B. Pre-compute and cache in application Application loads features into an in-memory cache, refreshes periodically.
C. Online feature store Offline store computes features from EDP. Online store (Redis/Bigtable) serves features at inference time.

Decision

Option C -- Online feature store.

Querying the lakehouse at inference time adds 500ms-2s of latency per request -- 10x to 40x over budget. Application-level caching works at small scale but creates consistency problems between training and serving (training/serving skew). A feature store solves both problems: the offline store guarantees training and batch features come from the same computation, and the online store serves at single-digit millisecond latency.

Consequences

  • Offline feature store computes from EDP daily, ensuring training and serving use identical feature definitions.
  • Online store (Redis/Bigtable) serves at <5ms -- well within the 50ms budget.
  • Feature consistency between training and serving is guaranteed, eliminating a common source of model degradation.
  • Feature compute costs are shared across all models that use the same features, rather than each model recomputing independently.
  • Lakehouse compute is no longer affected by inference traffic.

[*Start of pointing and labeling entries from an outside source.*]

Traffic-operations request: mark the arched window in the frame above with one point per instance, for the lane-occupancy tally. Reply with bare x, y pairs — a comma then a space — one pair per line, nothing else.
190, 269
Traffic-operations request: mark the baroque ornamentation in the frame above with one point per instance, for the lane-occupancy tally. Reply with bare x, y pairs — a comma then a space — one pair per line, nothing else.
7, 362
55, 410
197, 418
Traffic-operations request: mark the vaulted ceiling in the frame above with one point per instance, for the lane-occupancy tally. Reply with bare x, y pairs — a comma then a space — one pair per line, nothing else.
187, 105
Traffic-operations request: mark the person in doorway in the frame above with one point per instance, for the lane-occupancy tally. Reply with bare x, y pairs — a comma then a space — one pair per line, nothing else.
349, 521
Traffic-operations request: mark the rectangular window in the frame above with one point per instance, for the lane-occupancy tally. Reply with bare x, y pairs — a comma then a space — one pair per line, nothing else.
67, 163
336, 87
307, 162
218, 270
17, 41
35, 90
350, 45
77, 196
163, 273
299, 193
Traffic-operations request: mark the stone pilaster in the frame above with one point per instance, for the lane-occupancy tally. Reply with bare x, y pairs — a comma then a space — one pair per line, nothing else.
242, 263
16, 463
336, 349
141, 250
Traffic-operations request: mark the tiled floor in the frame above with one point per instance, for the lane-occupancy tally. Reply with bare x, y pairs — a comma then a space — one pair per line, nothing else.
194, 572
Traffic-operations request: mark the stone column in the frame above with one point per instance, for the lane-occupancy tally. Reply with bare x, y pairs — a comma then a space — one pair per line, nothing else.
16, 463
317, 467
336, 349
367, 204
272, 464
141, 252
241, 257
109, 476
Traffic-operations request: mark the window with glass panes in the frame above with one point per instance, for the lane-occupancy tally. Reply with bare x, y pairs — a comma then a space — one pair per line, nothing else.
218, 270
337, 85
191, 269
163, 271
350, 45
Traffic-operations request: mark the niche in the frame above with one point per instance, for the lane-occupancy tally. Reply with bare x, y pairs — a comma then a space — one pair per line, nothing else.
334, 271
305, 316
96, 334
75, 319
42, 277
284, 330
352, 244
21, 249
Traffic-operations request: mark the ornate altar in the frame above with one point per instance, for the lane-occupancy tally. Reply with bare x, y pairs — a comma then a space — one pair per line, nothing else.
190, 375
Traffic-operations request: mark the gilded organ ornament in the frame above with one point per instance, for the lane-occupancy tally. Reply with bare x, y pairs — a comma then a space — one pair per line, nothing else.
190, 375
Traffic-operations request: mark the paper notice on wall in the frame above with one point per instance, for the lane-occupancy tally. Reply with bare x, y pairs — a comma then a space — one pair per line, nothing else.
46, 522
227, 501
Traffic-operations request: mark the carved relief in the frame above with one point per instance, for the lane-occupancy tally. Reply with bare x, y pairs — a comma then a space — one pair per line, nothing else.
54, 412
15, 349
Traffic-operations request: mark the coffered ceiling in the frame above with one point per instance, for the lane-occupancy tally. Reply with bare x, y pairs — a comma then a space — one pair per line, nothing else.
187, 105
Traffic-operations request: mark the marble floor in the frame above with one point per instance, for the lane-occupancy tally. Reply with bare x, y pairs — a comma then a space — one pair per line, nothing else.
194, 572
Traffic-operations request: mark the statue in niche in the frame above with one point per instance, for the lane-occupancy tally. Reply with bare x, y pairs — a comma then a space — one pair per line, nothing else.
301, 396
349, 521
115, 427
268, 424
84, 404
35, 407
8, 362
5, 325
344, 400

ADR-004: When should a workflow engine be introduced?

Context

Claims processing currently implemented as a series of dbt models with status flags (submitted/reviewed/approved/rejected) in the silver layer. The pipeline runs on a schedule, advancing claims through stages based on conditional logic in SQL.

Decision Drivers

  • Claims require human review at multiple stages
  • Exception routing needed (escalation, reassignment, timeout handling)
  • SLA tracking required (regulatory deadline for claim resolution)
  • Notifications needed at state transitions

Options

Option Description
A. Continue with dbt status flags Keep status columns in silver layer tables, advance via scheduled dbt runs.
B. Add Airflow for orchestration Use Airflow DAGs to manage claim state transitions and trigger notifications.
C. Introduce workflow engine (Temporal/Camunda) Move claims processing to a purpose-built workflow engine. EDP ingests claim events for analytics.

Decision

Option C -- Introduce workflow engine.

dbt is a data transformation tool, not a workflow engine. Using status flags in SQL to model a business process with human tasks, exceptions, and SLA tracking is a category error. Airflow is better but still fundamentally a DAG scheduler -- it does not natively support human tasks, long-running workflows, or durable state. A workflow engine like Temporal or Camunda is purpose-built for exactly this problem.

Consequences

  • Claims workflow moves to Temporal with explicit state machines, human task assignments, and SLA timers.
  • EDP ingests claim events (via CDC or event stream) for analytics and reporting -- the analytical use case is preserved.
  • Silver layer no longer carries operational state -- it returns to being a data refinement layer.
  • Pipeline complexity reduced: dbt models are simpler without conditional business logic.
  • Human task management properly supported: assignment, escalation, timeout, audit trail.
  • Regulatory SLA tracking is built into the workflow engine rather than approximated by query timestamps.